Certainly America’s leaders merit insults—I’d be the last to suggest otherwise—but not for their failure (so far) to launch missiles into Iran or start a world war with Russia or China. No. What makes the Obama administration, the Congress, the two main political parties and virtually the entire political system in America worthy of insults—heaps and piles of them from every single American, man, woman, and child—is the sickening, macabre level of pandering and kowtowing to the Israeli lobby. Ya’alon is right: the US projects feebleness and decrepitude—but because of its craven servility to Jewish power. People all over the world understand that. And they do disrespect America for it, including—and perhaps especially—the Israelis themselves.

After the defense minister’s first round of insults back in January, I posted an article entitled Israeli Minister Insults Kerry; America P.O.’ed to the Hilt, in which I commented that “an interplanetary traveler arriving on earth for the first time would certainly be forgiven for thinking that it must be Israel who is giving the US $3 billion a year—rather than the other way around.” I also noted that human patience has a limit.

“One of these days,” I said, “US officials, fed up with being kicked around, humiliated, and insulted by their putative Israeli ‘allies,’ are going to lash out in an explosion of genuine anger.”

Something is seriously amiss in the so-called “special relationship.” Many Americans have already figured this out, and many more increasingly are becoming aware of it with each passing day. A large nation of 300 million people being dominated by a tiny country of just 8 million is, as I said above, historically unprecedented. Americans might just as well pay their taxes directly to Israel.

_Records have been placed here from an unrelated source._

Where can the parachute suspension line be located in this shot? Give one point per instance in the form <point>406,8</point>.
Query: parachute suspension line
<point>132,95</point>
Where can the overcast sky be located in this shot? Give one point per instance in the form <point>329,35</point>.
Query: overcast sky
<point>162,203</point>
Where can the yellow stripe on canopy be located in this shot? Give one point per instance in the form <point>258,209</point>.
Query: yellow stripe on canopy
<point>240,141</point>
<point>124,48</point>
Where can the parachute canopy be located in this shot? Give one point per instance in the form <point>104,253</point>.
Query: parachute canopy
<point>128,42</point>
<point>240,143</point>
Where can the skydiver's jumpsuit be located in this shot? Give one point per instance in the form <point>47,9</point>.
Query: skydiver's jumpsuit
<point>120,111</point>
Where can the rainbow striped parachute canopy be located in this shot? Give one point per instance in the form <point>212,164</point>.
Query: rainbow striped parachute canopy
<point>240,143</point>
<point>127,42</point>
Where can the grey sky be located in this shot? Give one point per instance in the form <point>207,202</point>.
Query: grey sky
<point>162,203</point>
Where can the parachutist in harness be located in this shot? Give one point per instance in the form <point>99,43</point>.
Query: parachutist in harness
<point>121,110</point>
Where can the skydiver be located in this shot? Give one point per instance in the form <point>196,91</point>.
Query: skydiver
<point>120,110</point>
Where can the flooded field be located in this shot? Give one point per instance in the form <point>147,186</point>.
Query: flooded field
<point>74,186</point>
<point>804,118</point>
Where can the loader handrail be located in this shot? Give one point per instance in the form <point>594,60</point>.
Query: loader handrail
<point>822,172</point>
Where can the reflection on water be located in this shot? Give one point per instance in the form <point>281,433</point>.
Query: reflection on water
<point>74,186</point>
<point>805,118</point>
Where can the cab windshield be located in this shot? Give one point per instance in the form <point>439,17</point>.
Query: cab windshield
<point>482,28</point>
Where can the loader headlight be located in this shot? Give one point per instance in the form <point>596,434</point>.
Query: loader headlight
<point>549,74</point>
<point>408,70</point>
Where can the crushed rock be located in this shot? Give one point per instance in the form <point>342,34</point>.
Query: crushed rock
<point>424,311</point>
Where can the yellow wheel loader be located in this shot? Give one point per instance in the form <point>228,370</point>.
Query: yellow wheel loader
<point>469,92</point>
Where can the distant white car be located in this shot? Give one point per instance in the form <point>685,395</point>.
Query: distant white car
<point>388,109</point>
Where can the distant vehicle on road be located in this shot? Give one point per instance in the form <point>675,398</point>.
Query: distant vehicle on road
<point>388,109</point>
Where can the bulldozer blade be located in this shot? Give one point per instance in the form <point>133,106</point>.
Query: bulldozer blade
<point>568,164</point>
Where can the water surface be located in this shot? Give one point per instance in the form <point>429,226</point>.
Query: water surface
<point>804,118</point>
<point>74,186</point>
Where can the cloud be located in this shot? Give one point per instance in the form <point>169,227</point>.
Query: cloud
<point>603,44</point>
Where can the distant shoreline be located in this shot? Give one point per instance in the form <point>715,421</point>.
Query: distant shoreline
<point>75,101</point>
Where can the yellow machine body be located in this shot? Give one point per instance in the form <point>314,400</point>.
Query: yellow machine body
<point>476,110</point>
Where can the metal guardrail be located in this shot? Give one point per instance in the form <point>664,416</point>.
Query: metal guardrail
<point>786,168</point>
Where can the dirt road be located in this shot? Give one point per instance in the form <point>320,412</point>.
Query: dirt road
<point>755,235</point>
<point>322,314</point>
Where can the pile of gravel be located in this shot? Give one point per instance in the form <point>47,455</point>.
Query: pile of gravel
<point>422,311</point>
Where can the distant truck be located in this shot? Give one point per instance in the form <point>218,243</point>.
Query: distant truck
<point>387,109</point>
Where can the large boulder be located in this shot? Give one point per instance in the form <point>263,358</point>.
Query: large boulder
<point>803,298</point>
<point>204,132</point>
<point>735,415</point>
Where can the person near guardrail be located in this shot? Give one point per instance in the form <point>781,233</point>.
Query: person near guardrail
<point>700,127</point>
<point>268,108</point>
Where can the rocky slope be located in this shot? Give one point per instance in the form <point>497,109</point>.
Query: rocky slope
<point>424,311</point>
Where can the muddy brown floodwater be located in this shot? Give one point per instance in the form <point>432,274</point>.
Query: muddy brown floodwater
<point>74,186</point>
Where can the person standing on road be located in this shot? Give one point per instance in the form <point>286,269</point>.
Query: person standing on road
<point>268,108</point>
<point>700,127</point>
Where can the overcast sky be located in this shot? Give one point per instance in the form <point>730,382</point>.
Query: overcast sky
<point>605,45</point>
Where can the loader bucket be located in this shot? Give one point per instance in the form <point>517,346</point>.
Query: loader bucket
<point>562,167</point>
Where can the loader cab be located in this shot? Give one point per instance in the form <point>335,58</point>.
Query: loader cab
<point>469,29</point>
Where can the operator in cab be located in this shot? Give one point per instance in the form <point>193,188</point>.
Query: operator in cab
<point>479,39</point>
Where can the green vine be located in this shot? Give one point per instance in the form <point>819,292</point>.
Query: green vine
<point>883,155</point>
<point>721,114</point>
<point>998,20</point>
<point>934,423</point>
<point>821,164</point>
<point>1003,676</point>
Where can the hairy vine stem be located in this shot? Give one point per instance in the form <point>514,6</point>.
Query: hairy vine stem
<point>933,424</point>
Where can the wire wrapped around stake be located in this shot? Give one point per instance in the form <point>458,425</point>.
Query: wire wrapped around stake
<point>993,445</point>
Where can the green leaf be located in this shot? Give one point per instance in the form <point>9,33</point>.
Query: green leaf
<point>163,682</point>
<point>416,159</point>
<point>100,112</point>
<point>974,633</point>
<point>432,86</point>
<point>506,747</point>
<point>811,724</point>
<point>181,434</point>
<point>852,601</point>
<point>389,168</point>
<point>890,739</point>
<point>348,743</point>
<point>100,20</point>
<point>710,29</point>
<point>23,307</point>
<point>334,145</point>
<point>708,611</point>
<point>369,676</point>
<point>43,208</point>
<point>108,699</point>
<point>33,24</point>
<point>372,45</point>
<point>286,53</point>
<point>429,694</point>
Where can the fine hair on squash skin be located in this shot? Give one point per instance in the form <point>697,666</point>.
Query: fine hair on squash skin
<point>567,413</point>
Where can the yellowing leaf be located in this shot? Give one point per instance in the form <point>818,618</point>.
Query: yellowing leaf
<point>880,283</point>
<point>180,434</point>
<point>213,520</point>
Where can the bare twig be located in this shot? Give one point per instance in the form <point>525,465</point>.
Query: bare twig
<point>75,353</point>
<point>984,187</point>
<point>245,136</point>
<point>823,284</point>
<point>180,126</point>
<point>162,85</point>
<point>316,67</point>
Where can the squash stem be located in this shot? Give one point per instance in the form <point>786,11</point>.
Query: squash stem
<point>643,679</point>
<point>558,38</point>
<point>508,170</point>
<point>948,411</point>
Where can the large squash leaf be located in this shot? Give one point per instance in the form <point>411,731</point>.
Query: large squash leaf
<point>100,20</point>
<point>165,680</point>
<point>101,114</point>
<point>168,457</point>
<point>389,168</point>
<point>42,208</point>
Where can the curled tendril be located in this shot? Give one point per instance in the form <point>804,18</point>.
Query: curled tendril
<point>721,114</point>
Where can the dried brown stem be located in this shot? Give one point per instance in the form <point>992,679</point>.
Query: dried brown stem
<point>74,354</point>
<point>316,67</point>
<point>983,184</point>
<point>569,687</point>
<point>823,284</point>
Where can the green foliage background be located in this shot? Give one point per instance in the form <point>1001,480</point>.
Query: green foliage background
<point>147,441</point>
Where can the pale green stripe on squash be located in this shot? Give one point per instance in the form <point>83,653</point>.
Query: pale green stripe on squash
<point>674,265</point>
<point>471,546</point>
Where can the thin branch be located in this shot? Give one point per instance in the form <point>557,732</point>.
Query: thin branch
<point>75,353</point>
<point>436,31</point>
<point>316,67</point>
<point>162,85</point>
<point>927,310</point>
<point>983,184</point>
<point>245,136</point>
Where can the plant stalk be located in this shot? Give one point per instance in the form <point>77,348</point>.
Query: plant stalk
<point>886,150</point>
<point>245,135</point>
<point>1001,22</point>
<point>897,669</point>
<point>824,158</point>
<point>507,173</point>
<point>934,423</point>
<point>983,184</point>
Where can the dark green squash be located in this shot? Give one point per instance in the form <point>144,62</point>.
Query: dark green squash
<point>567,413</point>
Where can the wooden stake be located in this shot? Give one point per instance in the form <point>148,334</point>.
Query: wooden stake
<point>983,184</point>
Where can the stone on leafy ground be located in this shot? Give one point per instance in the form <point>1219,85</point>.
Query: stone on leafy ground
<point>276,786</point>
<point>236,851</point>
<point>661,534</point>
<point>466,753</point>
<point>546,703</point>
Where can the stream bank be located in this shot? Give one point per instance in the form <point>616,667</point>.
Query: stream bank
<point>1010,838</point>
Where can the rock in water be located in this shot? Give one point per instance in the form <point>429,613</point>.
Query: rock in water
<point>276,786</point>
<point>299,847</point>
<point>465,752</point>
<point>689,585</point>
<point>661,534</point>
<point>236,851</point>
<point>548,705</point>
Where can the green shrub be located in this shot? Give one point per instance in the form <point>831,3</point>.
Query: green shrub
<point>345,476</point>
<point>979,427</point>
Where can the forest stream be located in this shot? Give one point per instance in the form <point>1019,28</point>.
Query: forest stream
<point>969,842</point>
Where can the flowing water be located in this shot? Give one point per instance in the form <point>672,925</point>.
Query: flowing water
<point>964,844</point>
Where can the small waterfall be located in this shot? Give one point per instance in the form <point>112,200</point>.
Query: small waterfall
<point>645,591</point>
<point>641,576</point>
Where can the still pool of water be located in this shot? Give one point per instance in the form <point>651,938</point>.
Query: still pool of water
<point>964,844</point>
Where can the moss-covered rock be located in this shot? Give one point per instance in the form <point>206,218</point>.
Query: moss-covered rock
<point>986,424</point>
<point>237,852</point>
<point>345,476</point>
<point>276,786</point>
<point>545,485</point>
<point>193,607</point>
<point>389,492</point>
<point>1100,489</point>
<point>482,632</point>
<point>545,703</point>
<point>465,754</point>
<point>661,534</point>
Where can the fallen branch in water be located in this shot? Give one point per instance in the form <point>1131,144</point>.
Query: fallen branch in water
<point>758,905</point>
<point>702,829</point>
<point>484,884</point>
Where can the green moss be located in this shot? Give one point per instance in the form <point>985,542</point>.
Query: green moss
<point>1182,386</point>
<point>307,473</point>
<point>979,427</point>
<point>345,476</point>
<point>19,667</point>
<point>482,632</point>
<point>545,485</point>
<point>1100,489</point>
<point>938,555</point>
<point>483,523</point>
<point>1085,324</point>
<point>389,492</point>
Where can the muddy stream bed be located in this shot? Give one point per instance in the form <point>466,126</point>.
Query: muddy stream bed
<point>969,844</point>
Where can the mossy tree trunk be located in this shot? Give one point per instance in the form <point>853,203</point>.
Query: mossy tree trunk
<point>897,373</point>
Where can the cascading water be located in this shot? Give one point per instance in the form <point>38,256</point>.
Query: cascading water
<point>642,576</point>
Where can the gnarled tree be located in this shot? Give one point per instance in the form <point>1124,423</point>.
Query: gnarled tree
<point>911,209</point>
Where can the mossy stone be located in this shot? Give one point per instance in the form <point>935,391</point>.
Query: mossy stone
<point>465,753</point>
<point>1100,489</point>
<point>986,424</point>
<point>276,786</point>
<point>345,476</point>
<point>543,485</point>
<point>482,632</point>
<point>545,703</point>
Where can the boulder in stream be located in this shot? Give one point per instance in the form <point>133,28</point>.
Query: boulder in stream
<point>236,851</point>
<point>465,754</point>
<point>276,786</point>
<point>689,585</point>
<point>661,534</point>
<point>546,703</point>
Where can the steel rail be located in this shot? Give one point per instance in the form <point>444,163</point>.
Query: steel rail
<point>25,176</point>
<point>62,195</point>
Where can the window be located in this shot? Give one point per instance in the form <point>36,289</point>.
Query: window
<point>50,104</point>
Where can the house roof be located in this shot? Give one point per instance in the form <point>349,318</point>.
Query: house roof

Taxation without representation is something we supposedly fought a revolution over more than two centuries ago, but now we are paying billions each year to Israel with nothing to show for it but an astronomical debt, a media that feeds us lies, and leaders too weak and frightened even to respond to the smaller-but-primary government’s insults. Americans were never allowed to vote on the role of “global policeman,” and moreover the badge upon the policeman’s shirt is the star of David, not the American flag, something growing legions of people around the world, certainly in the pulverized countries being “policed,” are well aware of.

And as I say, it not only is historically unprecedented, it also violates the laws of nature as they apply to relationships between the weak and the powerful. One of these days, nature will move to correct this imbalance; one of these days that “explosion of genuine anger” will occur. The American people will find leaders with the courage to throw off the chains.

My hope is that Israelis like Ya’alon will go on imperiously hurling their insults, for it hastens that day’s arrival. And when it finally does come, the outlook for the Jewish state will be anything but pretty.